Pada panel yang masuk dalam KTT Pemimpin Dunia COP26 Glasgow, Skotlandia pada Selasa (2/11), pria yang disapa Kang Emil ini menjelaskan strategi ini juga meliputi monitoring IPAL pabrik-pabrik di sekitar Citarum. Menurutnya, sudah ada 1.338 pabrik yang diawasi dari target 747 pabrik.

Selain itu, lanjutnya, Satgas Citarum Harum juga telah menindak 131 pelanggar lingkungan, mulai skala besar sampai skala kecil. Ia menyebutkan, ada 1.268 desa yang jadi sasaran sosialisasi dan edukasi berbasis komunitas.

Ridwan Kamil mengatakan pihaknya menggunakan menggunakan pola pentaheliks dalam konsep penanganan Citarum Harum yang dulu pernah dikenal dunia sebagai sungai terkotor dan terjorok di dunia. Sebab, pemerintah melibatkan akademisi, pengusaha, media, dan komunitas untuk saling bersinergi dan berkolaborasi.

Menurutnya, keterlibatan semua stakeholders sangat luar biasa. Mulai dari TNI dengan basis operasi nonperang, komunitas pegiat lingkungan, kalangan bisnis yang memiliki kekuatan finansial, akademisi yang kaya konsep dan penelitian, sampai media untuk publikasi.

"Hasilnya penanganan lebih efektif. Setelah tiga tahun Citarum bukan lagi sungai terkotor dan kami bisa menjelaskan dan membuktikan data-datanya. Berkat pentaheliks ini semua merupakan tanggung jawab bersama," ujar Ridwan Kamil dalam keterangan tertulis, Rabu (3/11/2021).

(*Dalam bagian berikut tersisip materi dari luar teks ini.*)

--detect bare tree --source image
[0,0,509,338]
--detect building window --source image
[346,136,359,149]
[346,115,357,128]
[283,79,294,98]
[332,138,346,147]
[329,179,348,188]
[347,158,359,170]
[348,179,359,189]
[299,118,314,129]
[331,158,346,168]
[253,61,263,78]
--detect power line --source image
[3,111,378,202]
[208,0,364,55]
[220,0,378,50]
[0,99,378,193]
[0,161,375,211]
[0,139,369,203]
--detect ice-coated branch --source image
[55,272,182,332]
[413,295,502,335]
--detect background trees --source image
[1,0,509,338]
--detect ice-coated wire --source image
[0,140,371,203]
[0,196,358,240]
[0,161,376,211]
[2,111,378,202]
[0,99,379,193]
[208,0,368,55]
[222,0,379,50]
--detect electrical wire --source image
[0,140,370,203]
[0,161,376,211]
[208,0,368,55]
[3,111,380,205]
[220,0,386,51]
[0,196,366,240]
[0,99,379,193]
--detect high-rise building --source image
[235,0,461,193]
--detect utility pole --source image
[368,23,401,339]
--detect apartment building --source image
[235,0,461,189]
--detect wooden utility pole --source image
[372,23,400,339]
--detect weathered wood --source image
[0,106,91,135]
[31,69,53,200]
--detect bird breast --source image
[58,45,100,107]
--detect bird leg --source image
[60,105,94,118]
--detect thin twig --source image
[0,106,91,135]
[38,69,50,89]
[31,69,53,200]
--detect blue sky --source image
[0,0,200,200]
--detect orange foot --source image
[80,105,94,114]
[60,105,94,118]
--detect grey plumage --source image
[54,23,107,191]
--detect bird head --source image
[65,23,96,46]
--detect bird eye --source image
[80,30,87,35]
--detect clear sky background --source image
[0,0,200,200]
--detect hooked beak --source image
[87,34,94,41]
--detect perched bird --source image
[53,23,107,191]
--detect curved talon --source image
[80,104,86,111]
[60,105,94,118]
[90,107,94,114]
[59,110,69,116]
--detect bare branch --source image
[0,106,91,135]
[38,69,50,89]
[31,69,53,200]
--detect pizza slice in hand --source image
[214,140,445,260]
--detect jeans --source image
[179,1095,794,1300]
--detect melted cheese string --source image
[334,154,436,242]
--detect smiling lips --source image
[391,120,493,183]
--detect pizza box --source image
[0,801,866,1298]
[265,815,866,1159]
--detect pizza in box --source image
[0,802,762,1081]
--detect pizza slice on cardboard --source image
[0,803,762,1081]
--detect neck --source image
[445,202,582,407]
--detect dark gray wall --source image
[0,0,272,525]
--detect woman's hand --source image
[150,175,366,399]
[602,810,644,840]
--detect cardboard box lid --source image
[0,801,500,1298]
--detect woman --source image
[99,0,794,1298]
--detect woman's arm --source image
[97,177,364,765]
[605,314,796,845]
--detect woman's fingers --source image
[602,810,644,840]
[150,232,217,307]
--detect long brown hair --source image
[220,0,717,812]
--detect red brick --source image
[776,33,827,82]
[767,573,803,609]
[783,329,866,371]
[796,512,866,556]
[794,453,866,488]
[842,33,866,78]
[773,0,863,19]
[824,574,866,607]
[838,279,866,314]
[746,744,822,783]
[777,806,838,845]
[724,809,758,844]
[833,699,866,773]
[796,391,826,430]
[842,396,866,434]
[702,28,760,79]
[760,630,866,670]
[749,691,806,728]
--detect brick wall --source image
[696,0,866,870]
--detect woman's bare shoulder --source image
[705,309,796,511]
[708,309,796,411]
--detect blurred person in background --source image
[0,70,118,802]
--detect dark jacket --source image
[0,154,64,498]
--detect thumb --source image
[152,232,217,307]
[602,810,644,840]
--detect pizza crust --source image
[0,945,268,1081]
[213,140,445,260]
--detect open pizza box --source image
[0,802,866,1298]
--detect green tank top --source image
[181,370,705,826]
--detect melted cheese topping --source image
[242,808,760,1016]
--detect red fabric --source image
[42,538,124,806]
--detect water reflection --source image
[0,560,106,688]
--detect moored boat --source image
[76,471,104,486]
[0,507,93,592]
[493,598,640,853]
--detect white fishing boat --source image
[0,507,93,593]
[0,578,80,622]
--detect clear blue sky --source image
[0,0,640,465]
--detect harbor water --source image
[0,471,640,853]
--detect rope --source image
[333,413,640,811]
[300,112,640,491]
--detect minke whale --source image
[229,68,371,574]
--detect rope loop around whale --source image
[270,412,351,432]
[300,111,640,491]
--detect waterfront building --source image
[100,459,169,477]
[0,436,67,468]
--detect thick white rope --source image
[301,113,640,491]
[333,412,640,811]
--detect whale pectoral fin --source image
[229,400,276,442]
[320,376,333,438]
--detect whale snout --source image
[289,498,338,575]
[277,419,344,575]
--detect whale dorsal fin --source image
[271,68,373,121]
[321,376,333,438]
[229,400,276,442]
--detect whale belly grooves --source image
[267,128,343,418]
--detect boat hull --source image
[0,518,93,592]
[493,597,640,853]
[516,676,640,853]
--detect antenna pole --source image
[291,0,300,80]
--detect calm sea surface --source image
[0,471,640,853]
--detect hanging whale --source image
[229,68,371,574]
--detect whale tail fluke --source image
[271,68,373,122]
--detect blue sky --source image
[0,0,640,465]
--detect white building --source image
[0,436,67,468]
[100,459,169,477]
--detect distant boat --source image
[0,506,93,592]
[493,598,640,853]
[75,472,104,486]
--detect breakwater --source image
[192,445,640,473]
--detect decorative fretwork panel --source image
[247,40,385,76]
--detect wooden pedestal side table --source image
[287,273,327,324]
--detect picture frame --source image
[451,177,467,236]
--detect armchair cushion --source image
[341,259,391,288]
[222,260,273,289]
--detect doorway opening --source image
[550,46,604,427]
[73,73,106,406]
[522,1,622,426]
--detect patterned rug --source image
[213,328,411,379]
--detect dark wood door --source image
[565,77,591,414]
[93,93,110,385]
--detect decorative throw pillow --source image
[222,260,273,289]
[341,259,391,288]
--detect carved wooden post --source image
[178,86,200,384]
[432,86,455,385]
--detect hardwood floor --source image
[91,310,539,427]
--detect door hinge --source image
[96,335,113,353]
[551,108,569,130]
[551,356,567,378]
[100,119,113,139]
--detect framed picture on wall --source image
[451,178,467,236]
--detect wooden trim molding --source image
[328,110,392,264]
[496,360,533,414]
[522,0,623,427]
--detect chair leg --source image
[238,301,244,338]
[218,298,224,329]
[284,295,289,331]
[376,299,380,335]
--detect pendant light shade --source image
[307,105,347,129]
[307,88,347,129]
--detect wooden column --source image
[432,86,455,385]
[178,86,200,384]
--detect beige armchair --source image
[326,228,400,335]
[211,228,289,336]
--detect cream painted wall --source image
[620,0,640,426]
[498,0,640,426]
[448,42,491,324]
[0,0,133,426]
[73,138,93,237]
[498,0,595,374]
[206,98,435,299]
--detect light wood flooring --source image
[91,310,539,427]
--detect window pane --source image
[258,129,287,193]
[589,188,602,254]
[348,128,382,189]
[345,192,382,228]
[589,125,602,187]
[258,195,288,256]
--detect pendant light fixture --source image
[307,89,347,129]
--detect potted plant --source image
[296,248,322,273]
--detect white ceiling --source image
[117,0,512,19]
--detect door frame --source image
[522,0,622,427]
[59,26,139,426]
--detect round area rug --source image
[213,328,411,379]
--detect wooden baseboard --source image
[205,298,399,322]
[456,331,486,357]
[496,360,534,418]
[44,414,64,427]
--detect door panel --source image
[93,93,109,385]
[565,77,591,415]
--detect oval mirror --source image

Ia menilai penanganan Citarum lebih gencar dan masif sejak terbit Peraturan Presiden Nomor 15/2018 tentang Percepatan Pengendalian Pencemaran dan Kerusakan Daerah Aliran Sungai Citarum.

Lebih lanjut, Ridwan Kamil menerangkan bahwa Satgas Citarum Harum telah menerjemahkan strategi pentaheliks ke dalam 12 program strategis. Mulai dari penanganan limbah domestik, industri, dan penegakan hukum yang dilakukan guna membuktikan bahwa penanganan Citarum itu tidak main-main.

Dalam penanganan sampah plastik misalnya, Ridwan Kamil mengungkap pihaknya menerapkan circular economy agar sampah plastik masyarakat maupun pengusaha dapat keuntungan finansial. Selain bank sampah, Jabar pun telah memiliki pabrik pengolahan botol plastik yang dihasilkan botol air mineral kembali.

Ridwan Kamil menambahkan pabrik tersebut tidak hanya menerima botol air mineral dari wilayah Jabar saja, melainkan dari Bali dan juga Sulawesi Selatan. Pasalnya, pabrik pengolahan botol air mineral tersebut hanya satu-satunya di Indonesia. Ia berharap ke depannya semua provinsi juga memiliki pabrik daur ulang botol plastik air minum.

"Kami juga memastikan mengedukasi masyarakat agar jangan takut untuk membeli botol minuman dari botol daur ulang," tandasnya.